Securities Suit Filed Over Celgene – Bristol-Myers Merger


On Wednesday, a class action complaint was filed in the Southern District of New York. The case was brought by investors in the Celgene Corporation who were adversely affected by the merger of Celgene with Bristol Myers Squibb Company.

The case specifically alleges material omission of facts from public fillings made with the Securities and Exchange Commission (SEC) seeking approval of the merger and detailing responsibilities being assumed by Bristol Myers Squib regarding specific product lines that the plaintiffs allege were not fulfilled, or were fulfilled poorly, damaging the valuation and standing of the product line and the company’s profitability.

The complaint explained that the plaintiffs were subject to a Contingent Value Rights clause: If the shareholders approved the merger and exchanged their Celgene shares, they would received a certain payment and a right to a future additional payment, contingent upon three drugs that were currently in development by Celgene receiving FDA approval by a certain milestone date. Such CVRs are often employed in the industry as much of the future value of such a corporation and the shares of investors is contingent upon the approval of future treatments and therapies by the FDA and other government bodies.

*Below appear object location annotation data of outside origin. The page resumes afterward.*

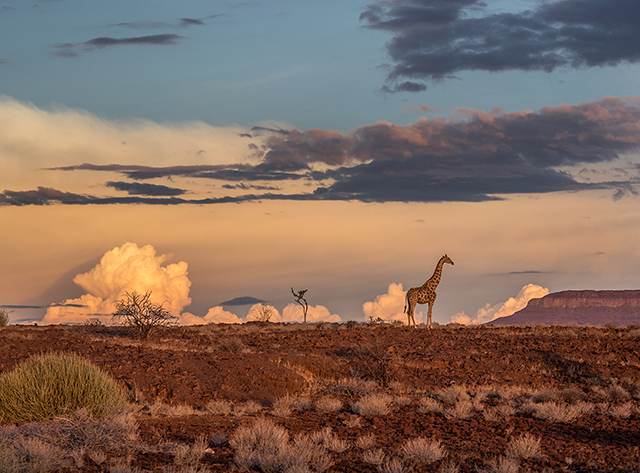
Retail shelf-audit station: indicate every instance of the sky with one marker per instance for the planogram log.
(209, 150)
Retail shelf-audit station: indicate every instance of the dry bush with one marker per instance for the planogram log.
(525, 446)
(621, 411)
(554, 412)
(502, 465)
(328, 404)
(138, 312)
(353, 387)
(46, 446)
(393, 466)
(422, 451)
(460, 410)
(220, 407)
(376, 362)
(374, 457)
(373, 405)
(366, 442)
(427, 404)
(498, 413)
(4, 318)
(51, 385)
(266, 446)
(454, 394)
(249, 408)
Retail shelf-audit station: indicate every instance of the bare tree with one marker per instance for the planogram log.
(302, 301)
(137, 311)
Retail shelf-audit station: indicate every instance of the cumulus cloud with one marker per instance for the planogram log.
(215, 315)
(389, 306)
(294, 313)
(434, 39)
(509, 307)
(125, 269)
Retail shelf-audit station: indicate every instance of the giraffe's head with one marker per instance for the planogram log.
(446, 259)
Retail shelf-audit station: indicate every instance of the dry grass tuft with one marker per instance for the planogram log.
(328, 404)
(525, 446)
(422, 451)
(373, 405)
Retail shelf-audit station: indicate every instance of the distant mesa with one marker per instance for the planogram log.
(579, 308)
(246, 300)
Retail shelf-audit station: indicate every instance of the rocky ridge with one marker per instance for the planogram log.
(586, 307)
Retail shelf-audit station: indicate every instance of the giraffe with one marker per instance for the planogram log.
(425, 294)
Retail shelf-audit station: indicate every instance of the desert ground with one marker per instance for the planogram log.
(352, 397)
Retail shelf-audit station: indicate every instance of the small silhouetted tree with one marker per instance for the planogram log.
(302, 301)
(138, 312)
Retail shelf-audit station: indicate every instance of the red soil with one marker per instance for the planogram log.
(263, 362)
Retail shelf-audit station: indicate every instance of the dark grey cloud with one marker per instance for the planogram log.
(434, 39)
(137, 188)
(474, 157)
(156, 39)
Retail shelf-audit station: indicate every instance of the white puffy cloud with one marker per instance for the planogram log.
(215, 315)
(260, 312)
(389, 306)
(509, 307)
(126, 268)
(319, 313)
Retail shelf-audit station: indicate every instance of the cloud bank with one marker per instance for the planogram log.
(125, 269)
(435, 39)
(474, 156)
(389, 306)
(509, 307)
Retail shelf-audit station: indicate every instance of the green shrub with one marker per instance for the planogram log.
(51, 385)
(4, 318)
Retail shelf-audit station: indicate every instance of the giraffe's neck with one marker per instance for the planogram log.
(437, 274)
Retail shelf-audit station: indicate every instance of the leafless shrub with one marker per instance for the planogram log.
(422, 451)
(373, 405)
(328, 404)
(427, 404)
(145, 317)
(366, 442)
(219, 407)
(393, 466)
(525, 446)
(373, 457)
(502, 465)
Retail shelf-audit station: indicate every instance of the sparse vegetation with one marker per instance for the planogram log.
(138, 312)
(4, 318)
(51, 385)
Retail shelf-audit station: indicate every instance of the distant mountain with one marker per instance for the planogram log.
(580, 308)
(246, 300)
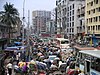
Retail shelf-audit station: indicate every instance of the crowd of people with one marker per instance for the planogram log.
(40, 63)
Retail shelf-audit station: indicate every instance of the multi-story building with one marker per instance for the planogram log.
(50, 27)
(92, 17)
(81, 21)
(71, 28)
(67, 16)
(39, 20)
(61, 16)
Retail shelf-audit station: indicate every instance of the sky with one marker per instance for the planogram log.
(31, 5)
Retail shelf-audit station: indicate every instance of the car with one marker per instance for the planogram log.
(52, 57)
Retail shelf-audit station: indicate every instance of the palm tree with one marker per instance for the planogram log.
(9, 16)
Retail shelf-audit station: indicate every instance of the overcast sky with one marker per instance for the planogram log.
(48, 5)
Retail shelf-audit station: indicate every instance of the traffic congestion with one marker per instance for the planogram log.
(45, 58)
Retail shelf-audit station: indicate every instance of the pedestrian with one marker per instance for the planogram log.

The plaintiffs allege that Bristol Myers Squibb was deliberately dilatory in pursuing approval of the drug Liso-Cel, a cancer treatment therapy and one of the three milestone drugs. Plaintiffs allege that Bristol Myers Squibb deliberately filed a Biologic License Application that was full of errors and incomplete, which required numerous amended filings and submission of additional information to the FDA for review. Most filings to the FDA require supplemental filings, but the plaintiffs allege that this filing was egregious, requiring 50% more corrective submissions that was typical of other Bristol Myers Squibb submissions as well as those of competitors in the field. This allegedly resulted in a delay in approval of 415 days, which is twice the average for similar products and missed the milestone approval date which would have triggered the additional payment by 34 days.

The plaintiffs are suing for violations of the Securities and Exchange Act Sections 14(a) and 20(a) and are seeking compensatory damages for the materially false statements and allegations of deliberate delay to avoid proper payment for the shares. The plaintiffs are represented by Entwistle & Cappucci LLP and Labaton Sucharow LLP.